Выбрать главу

Подземелье многоэтажное. Оно напоминает огромный сот литого бетона, вписанный в землю. Электричества нет. Лифт не работает. Вентиляция остановлена. В подземелье промозглая духота. Майор со сложной, незапомнившейся фамилией ведет нас вниз по лестнице, освещая лучом фонарика осклизлые ступени. Глухо доносятся сверху редкие взрывы снарядов. Острый луч высвечивает то сизые стены лестничного колодца, то нишу, из которой возникает молчаливый часовой, то массивную дверь. Этаж, другой, третий. Свертываем в коридор. Бесшумно открывается дверь с резиновыми прокладками, какие бывают в газоубежищах. Под ногами хрустит стекло битых бутылок. Тяжелый, отвратительный воздух. Из тьмы возникает массивный стол с зеленой суконной скатертью, залитый чем-то темным, липким. На крюках картины в золоченых рамах. Хорошие полотна старой мюнхенской школы, которые кажутся здесь, в этом бетонном гнезде, благородными пленниками в рубке пиратского корабля.

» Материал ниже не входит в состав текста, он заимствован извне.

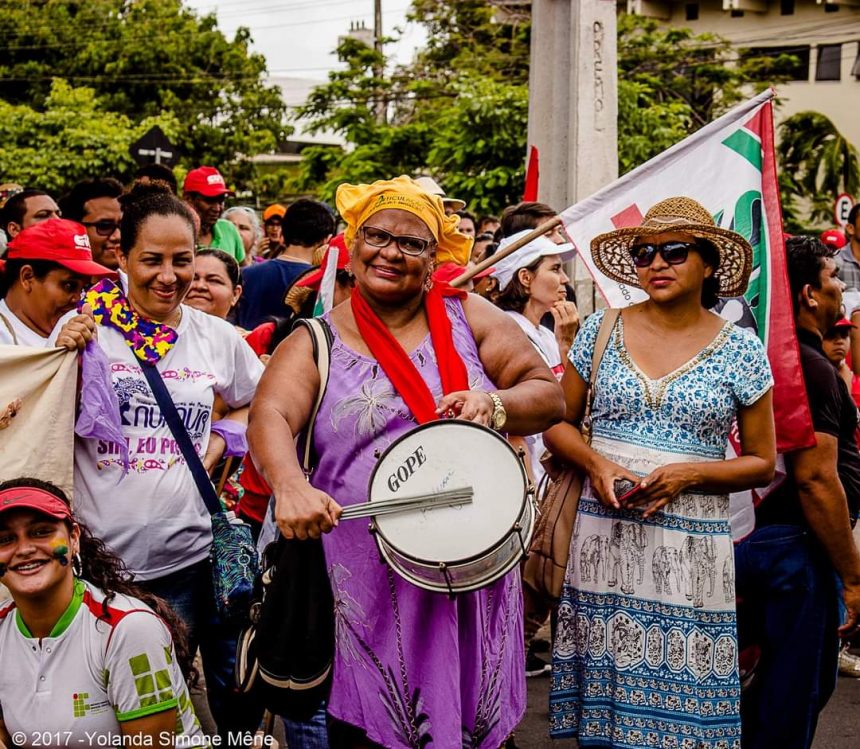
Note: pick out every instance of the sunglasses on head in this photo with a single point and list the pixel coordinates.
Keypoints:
(674, 253)
(104, 228)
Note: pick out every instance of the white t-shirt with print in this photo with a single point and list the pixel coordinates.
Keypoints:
(545, 343)
(91, 673)
(154, 518)
(25, 336)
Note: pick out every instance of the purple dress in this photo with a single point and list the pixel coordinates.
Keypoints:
(413, 668)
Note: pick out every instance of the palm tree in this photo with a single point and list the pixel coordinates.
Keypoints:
(817, 163)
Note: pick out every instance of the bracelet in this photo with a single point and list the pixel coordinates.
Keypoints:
(233, 434)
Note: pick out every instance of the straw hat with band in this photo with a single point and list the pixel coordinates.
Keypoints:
(611, 251)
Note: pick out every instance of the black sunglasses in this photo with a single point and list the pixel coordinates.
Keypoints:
(673, 253)
(408, 245)
(104, 227)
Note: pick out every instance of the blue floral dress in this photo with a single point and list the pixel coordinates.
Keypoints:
(645, 653)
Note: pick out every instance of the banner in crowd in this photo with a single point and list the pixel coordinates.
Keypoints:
(729, 167)
(37, 413)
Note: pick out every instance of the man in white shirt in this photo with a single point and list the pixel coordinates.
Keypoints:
(47, 267)
(26, 208)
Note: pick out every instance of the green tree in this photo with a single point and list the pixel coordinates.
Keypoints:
(143, 58)
(74, 137)
(817, 163)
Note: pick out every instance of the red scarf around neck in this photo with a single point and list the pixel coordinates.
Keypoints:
(396, 363)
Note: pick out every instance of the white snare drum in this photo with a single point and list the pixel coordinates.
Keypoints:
(453, 549)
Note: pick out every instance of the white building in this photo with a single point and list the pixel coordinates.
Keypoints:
(822, 34)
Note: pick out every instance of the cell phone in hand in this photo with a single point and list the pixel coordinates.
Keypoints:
(625, 489)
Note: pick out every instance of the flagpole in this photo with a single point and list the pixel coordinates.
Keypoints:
(538, 231)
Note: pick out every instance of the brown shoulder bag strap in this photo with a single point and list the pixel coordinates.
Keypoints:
(607, 324)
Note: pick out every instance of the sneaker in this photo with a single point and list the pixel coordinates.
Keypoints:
(536, 666)
(849, 664)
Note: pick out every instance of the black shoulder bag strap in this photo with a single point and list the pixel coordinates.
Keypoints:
(321, 338)
(180, 434)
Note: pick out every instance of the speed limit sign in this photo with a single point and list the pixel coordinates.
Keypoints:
(841, 208)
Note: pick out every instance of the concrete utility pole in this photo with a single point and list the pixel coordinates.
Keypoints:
(381, 113)
(573, 105)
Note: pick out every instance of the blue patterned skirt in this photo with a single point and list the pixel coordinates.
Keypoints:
(645, 651)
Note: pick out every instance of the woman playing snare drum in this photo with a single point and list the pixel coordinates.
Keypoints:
(412, 668)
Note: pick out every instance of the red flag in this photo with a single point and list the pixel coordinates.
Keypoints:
(532, 175)
(790, 407)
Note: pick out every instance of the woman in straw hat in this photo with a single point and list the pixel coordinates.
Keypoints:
(412, 668)
(646, 645)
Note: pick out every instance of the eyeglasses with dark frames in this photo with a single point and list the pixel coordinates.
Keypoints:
(104, 227)
(408, 245)
(674, 253)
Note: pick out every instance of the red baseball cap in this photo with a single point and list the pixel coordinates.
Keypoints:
(206, 181)
(834, 238)
(62, 242)
(31, 498)
(276, 210)
(313, 279)
(447, 272)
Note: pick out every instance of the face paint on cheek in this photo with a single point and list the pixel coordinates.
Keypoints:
(60, 552)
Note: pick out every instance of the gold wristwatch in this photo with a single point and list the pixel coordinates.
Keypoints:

— Здесь у Гитлера проходили военные советы, — комментирует из тьмы не видимый нами майор. — Троих офицеров здесь взяли. Пьяны были в стельку, «папа-мама» не выговаривали.

В другой комнате сияла ацетиленовая лампа. Два советских офицера и девушка-лейтенант с тонким, умным личиком рылись в каких-то папках.

— Это у них вроде архива было. Пытались сжечь, но не успели, бензина, что ли, не хватило, — слышится голос майора.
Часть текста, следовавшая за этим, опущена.